Every morning, long before many residents of Dzivarasekwa begin their day, an 80-year-old woman shoulders a sack and quietly walks the streets searching through piles of discarded plastic.
To some, Eneresi Garavhata, well known in Dzivarasekwa as gogo manyoni is just another waste picker.
To others, she is a grandmother and a heroine.
But behind every plastic bottle she collects is a story of heartbreak, survival and extraordinary courage.
More than six decades ago, her world collapsed.
Her husband abandoned her because she had given birth to five sons instead of daughters. Soon afterwards, the family home was sold, leaving her and her young children with nowhere to sleep.
“I had nowhere to go, I moved to settle by the Mukuvisi river side leaving my children there everyday to go and pick waste then come back to wash it and then sell.” she recalls.
She also shared how she moved to Epworth after hearing that there are people settling there informally there, then moved to… then came to settle in Dzivarasekwa extention in 1973 when the area was still a forest.
Having eloped from Malawi with her husband as a teenager, she had no relatives in Zimbabwe to turn to. Alone with five hungry children, she found refuge on the banks of the Mukuvisi River, where she pieced together scraps of plastic into a shelter that barely kept out the rain.
It was there, surrounded by hardship and uncertainty, that she discovered the work that would sustain her family for generations.
“I used to pick food from bins, because back then the economy was still better. So I would get even meat from the bins and took it to my plastic home where I had left my children, wash it and give them to eat.”
She began collecting discarded plastic and other recyclable materials from Harare’s streets, selling them to earn enough to buy food. Every day was a struggle. Every kilogram of plastic meant another meal for her children.
For decades, she lived on the margins of society. Waste pickers are often overlooked, yet their work quietly keeps tonnes of recyclable materials out of landfills while helping keep cities cleaner. Despite their environmental contribution, many continue to face poverty, unsafe working conditions and social stigma.

Her fortunes changed when she joined the Zimbabwe Homeless People’s Federation (ZIHOPFE) through Dialogue on Shelter .
For the first time in years, she found more than an organisation—she found a family.
She joined a savings group and began putting aside just one US dollar every day. It seemed like a small amount, but day by day, month by month and year by year, those savings became the foundation of a new life.
With support from fellow federation members, she eventually bought a residential stand.
Today, the woman who once slept beneath sheets of plastic beside a river proudly owns a modest two-room house.

“It may not be a mansion,” she says with a smile, “but it is mine.”
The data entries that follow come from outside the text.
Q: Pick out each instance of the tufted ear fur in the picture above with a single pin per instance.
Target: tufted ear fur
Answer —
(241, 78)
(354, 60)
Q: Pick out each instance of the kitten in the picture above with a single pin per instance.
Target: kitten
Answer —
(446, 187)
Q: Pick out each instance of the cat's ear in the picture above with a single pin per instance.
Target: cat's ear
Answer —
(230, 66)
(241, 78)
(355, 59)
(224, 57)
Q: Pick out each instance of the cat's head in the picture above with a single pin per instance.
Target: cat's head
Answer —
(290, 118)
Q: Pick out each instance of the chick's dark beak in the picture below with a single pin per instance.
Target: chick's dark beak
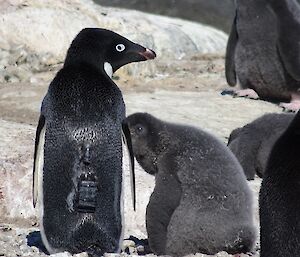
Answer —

Even at 80, retirement is not an option. She still walks the streets collecting plastic, not because she has no home, but because the work has given her dignity, independence and the means to continue supporting herself.
Her story reflects the quiet resilience of thousands of informal waste pickers whose labour not only sustains their families but also contributes to environmental protection through recycling and waste recovery.
As Zimbabwe faces growing urbanisation, unemployment and mounting waste management challenges, advocates say recognising waste pickers as essential environmental workers—and strengthening community-led savings initiatives—can improve livelihoods while building more inclusive and sustainable cities.
For one elderly woman from Dzivarasekwa, discarded plastic became far more than waste.
It became the bridge between homelessness and hope.